Procter & Gamble sales fell for the fifth quarter straight, declining by 8.3 percent, according to the company’s latest financial report.
Sales for the third quarter, which ended on March 31, reached US$18.1bn, with profit of $2.2 – a 17 percent decrease from the same period a year ago.
The consumer goods giant notes that figures were hurt by currency fluctuations, which are estimated to have impacted on 2015 sales by 6 to 7 percent. P&G also $300 million after-tax hit from a noncash charge against its Duracell batteries business, which it is in the process of selling.

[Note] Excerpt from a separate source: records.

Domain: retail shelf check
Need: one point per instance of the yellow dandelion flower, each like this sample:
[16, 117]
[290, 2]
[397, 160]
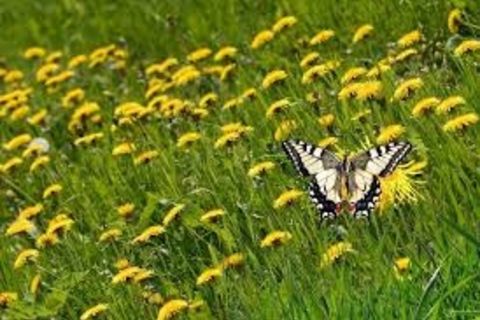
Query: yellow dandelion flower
[60, 223]
[422, 106]
[88, 139]
[31, 211]
[199, 54]
[353, 74]
[198, 113]
[17, 142]
[262, 38]
[313, 97]
[208, 100]
[85, 110]
[287, 198]
[149, 233]
[335, 252]
[377, 70]
[399, 187]
[361, 115]
[38, 117]
[59, 78]
[321, 37]
[11, 164]
[409, 39]
[449, 104]
[277, 107]
[226, 71]
[454, 20]
[467, 46]
[249, 93]
[390, 133]
[13, 76]
[362, 32]
[173, 213]
[406, 88]
[153, 297]
[284, 23]
[233, 260]
[126, 210]
[35, 148]
[328, 142]
[34, 53]
[227, 139]
[212, 216]
[121, 264]
[76, 61]
[275, 238]
[318, 71]
[123, 148]
[52, 190]
[326, 120]
[145, 157]
[94, 311]
[171, 308]
[273, 77]
[460, 122]
[39, 162]
[54, 57]
[46, 239]
[284, 129]
[110, 235]
[225, 53]
[126, 274]
[232, 127]
[24, 256]
[73, 97]
[209, 275]
[7, 297]
[309, 59]
[20, 113]
[401, 266]
[187, 139]
[142, 275]
[232, 103]
[35, 284]
[261, 168]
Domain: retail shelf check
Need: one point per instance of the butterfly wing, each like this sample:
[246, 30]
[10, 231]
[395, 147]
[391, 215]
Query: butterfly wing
[322, 166]
[382, 160]
[363, 181]
[308, 159]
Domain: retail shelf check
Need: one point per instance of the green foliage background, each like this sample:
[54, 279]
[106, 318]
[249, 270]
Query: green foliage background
[439, 233]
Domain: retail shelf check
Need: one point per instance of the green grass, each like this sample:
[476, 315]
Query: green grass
[439, 233]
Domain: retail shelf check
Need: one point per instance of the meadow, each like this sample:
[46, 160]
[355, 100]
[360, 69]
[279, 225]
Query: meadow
[142, 174]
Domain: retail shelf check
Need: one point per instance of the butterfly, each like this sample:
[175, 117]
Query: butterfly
[351, 180]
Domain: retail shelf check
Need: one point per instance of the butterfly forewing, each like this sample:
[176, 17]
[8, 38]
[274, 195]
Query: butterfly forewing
[308, 159]
[322, 166]
[382, 160]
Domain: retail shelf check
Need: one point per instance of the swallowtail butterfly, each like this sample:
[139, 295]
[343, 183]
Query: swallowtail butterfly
[354, 180]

Chief Executive Officer Joe Moeller has responded to the results by announcing cuts to thousands of office jobs. The company plans to cut 3,000 to 6,000 office jobs worldwide in the next two years.
This follows on from an campaign of job cuts that began in February 2012, when Procter & Gamble first announced it would slash 5,700 jobs, or 10 percent of its non-manufacturing jobs.

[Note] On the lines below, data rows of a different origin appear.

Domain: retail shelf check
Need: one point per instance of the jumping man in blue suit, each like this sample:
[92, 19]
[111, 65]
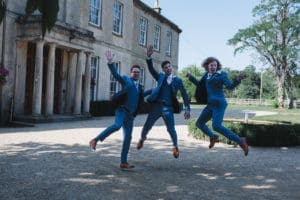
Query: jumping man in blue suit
[214, 80]
[163, 101]
[132, 97]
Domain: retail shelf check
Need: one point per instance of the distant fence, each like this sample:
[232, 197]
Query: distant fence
[257, 102]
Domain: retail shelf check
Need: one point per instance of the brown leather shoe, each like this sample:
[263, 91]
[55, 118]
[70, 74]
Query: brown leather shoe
[244, 146]
[140, 144]
[213, 141]
[175, 152]
[126, 166]
[93, 144]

However, in the last three years, P&G has cut a total of nearly 11,000 office jobs and another 10,000 manufacturing jobs worldwide.
Yet despite cuts to office jobs, the company is continuing its investment in manufacturing, with Moeller announcing plans at least another 18 projects for new or expanded plants in overseas markets. Increasing the number of localised factories will help the company avoid currency impacts, Moeller stated.
Market insiders have speculated recently that P&G may be selling off around 100 of its less profitable beauty brands but P&G offered no major updates on this.
“Our third quarter earnings results were largely in-line with what we had expected,” said CEO A.G. Lafley in a statement. “We are focused on the significant opportunities in our control, including brand initiatives and product innovation, business and brand portfolio simplification, overhead savings and major supply chain productivity initiatives – to improve results in 2015 and beyond.”